Lincoln arrived late to Decatur, received a tumultuous ovation, .. and, to the delight of the delegates, was seated on the platform. As the cheers faded away, Richard Oglesby, a Lincoln supporter chairing the meeting, announced that an old Macon Democrat wished to make a contribution. "Receive it," roared the crowd.

Lincoln's cousin, weather-beaten old John Hanks, and his friend, Isaac Jennings, came marching proudly down the aisle carrying an odd-looking banner tied between two fence rails bedecked with flags and streamers. The banner proclaimed:

"Abraham Lincoln -- The Rail Candidate for President in 1860. Two Rails from a Lot of 3,000 Made in 1830 by Thos. Hanks and Abe Lincoln -- Whose Father was the First Pioneer of Macon County."

The sign contained an error and an exaggeration. It should have read "John Hanks," and Lincoln's father was not the first settler in the county.

Upon seeing the placard, the crowd erupted. Men cheered, screamed, yelled, tossed hats and newspapers in the air and pushed and shoved until part of an awning forming the roof caved in. After cleaning up the wreckage, the crowd called for Lincoln to speak.

Rising slowly and pointing to the banner, the candidate said, "I suppose I am expected to reply to that." He explained that some 30 years before, while moving to Illinois, he stopped with his mother's family for one season in Macon County. They built a cabin, split rails and farmed "down on the Sangamon [River]" six or eight miles from Decatur. Pointing to the rails held by John Hanks, he said they were probably taken from a fence built on that farm. While he wasn't sure he had made those particular rails, he assured the crowd that he had "mauled many and better ones" since he had grown to manhood.

And so the "Rail Splitter" image was born. Abraham Lincoln now became the humble "Abe" of the common people, a home-spun hero full of prairie wit and folk wisdom. People forgot or never learned that the "Rail Splitter" was a life-long politician and lately a corporation lawyer who earned more money than the governor and circuit judges.

Nullified was an earlier charge that had been leveled against Lincoln as "the candidate of pride, wealth and aristocratic distinction." John Hanks' rails put the tall Illinoisan back among the common folk. It identified him with the soil and symbolized his humble origin and kinship with the workingman skilled with ax and maul.

Credit for the dramatic entry of Hanks and Jennings probably belong to Oglesby, a Republi- can lawyer from Decatur, who contacted Hanks and took him at party expense to get some of the black walnut and honey locust rails Hanks had split with Lincoln 30 years earlier.

The next day Lincoln was made the choice of the Republican Party of Illinois for the presidency. This guaranteed his name would be put in nomination at Chicago and he could count on 22 votes.

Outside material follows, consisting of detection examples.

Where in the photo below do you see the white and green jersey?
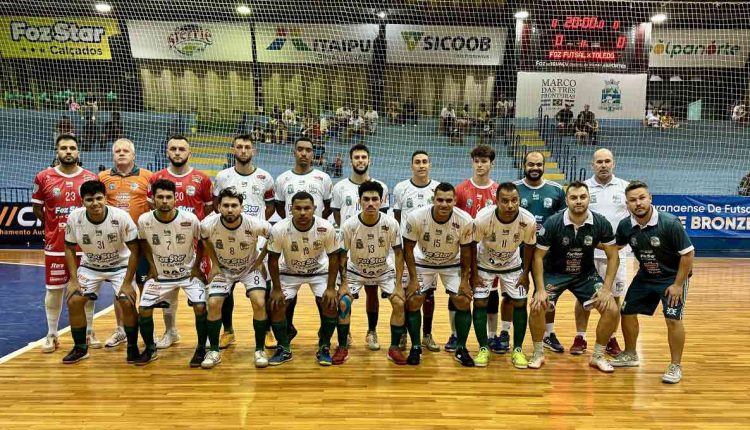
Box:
[266,216,339,276]
[214,167,275,221]
[276,169,332,218]
[65,206,138,271]
[403,205,474,268]
[201,213,271,277]
[138,209,200,280]
[331,178,388,225]
[341,213,401,278]
[474,206,536,272]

The story of the Decatur convention received only passing notice in the press. But a few days later the fence-rail story began to circulate as editors of Republican newspapers ran it in all parts of the North. Horace Greeley's widely read Tribune carried a feature on the rails. Ever after, Lincoln was the "Rail Splitter."

Martin D. Tullai is chairman of the history department at St. Paul's School.